# New MD Morph??



## hugsta (Dec 29, 2007)

Thought I would share a couple of pics of one of my MDs that hatched out this year. It is the first year this pair has been bred together and the female, although small (only weighed 1kg after egg deposition) dropped 14 eggs. One egg didn't make it and the rest hatched. Out of the 13 that hatched there were 3 that were totally different to the rest. The first one, in the pics below, is the most unusual and almost patternless variation. So whether it is an incubation fault or is genetic I do not know until I breed the offspring back together and see if they reproduce the same morph. 

Anyway, thought I would throw some pics up as I have never seen any unusual patterns or markings on MDs before.

First 2 pics are of the unusual MD, the 3rd is a normal sibling and the last two is of another one that came out in the same clutch.

Let me know what you think?

Cheers
Daz


----------



## djfreshy (Dec 29, 2007)

Very nice hugsta


----------



## MrSpike (Dec 29, 2007)

Took ya long enough to post the pics mate :lol: 

He really is a cracker...


----------



## Pike01 (Dec 29, 2007)

Freaky,almost looks "granite"


----------



## Gabe (Dec 29, 2007)

They look great Daz!

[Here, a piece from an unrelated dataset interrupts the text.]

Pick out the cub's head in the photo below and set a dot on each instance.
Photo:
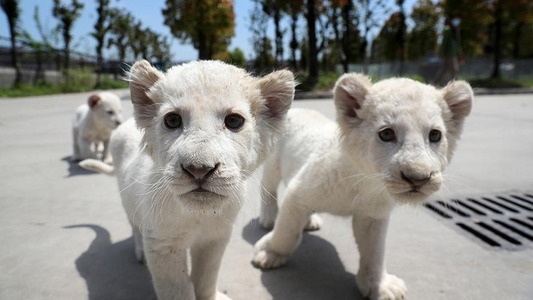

Very different! 
Were the parents siblings or related in any way?


----------



## MoreliaMatt (Dec 29, 2007)

wow! cant wait to see how they colour up as adults!!!


----------



## Jozz (Dec 29, 2007)

Awsome! Looks great


----------



## hugsta (Dec 29, 2007)

Yes Spike, it has taken a while.....LOL,

Gabe, to be honest, I am not sure as the person I bought them from couldn't remember where they got them from, although, they did come from the same person, ao I am led to believe. The parents certainly don't look like siblings IMO and I believe them to be unrelated. Which makes the thought of it being a genetic mutation a bit harder to fathom. But then again, look at all the other stuff popping up these days. Can't wait to breed them bacl to each other and find out.

Cheers
Daz


----------



## Retic (Dec 29, 2007)

Very nice, definitely has a granite look.


----------



## CodeRed (Dec 29, 2007)

Jeeze Daz, its about time you got the camera out 

You need a new catchy name for this variety


----------



## hazzard (Dec 29, 2007)

marble md bahahaha nice days you might make your million yet!


----------



## da_donkey (Dec 29, 2007)

very nice Daz, cant wait to see what happens.


----------



## MrSpike (Dec 29, 2007)

You've got the Jag coastals... and the Cheetah MD's!


----------



## CodeRed (Dec 29, 2007)

MrSpike said:


> You've got the Jag coastals... and the Cheetah MD's!


 
Oh you've just given this too much thought


----------



## python blue (Dec 29, 2007)

very nice hugsta


----------



## sandfire (Dec 29, 2007)

they're so cool


----------



## JasonL (Dec 29, 2007)

Looks like the parents are from the Gosford area?


----------



## craig.a.c (Dec 29, 2007)

Very nice. He will be a kepper.


----------



## lil_ben (Dec 29, 2007)

great pics hugsta


----------



## Nikki. (Dec 29, 2007)

Awesome Daz !! 
Its Mine!! :evil::evil::evil:


----------



## Hetty (Dec 29, 2007)

Very nice Daz  Good luck with them


----------



## BenReyn (Dec 29, 2007)

I know nothing about morphs, but what i do know is..i want him! lol


----------



## slacker (Dec 29, 2007)

It'll be interested to see what it looks like as an adult


----------



## hugsta (Dec 29, 2007)

"Marbled MDs" eh Hazzard.......well, I would never have thought of that. 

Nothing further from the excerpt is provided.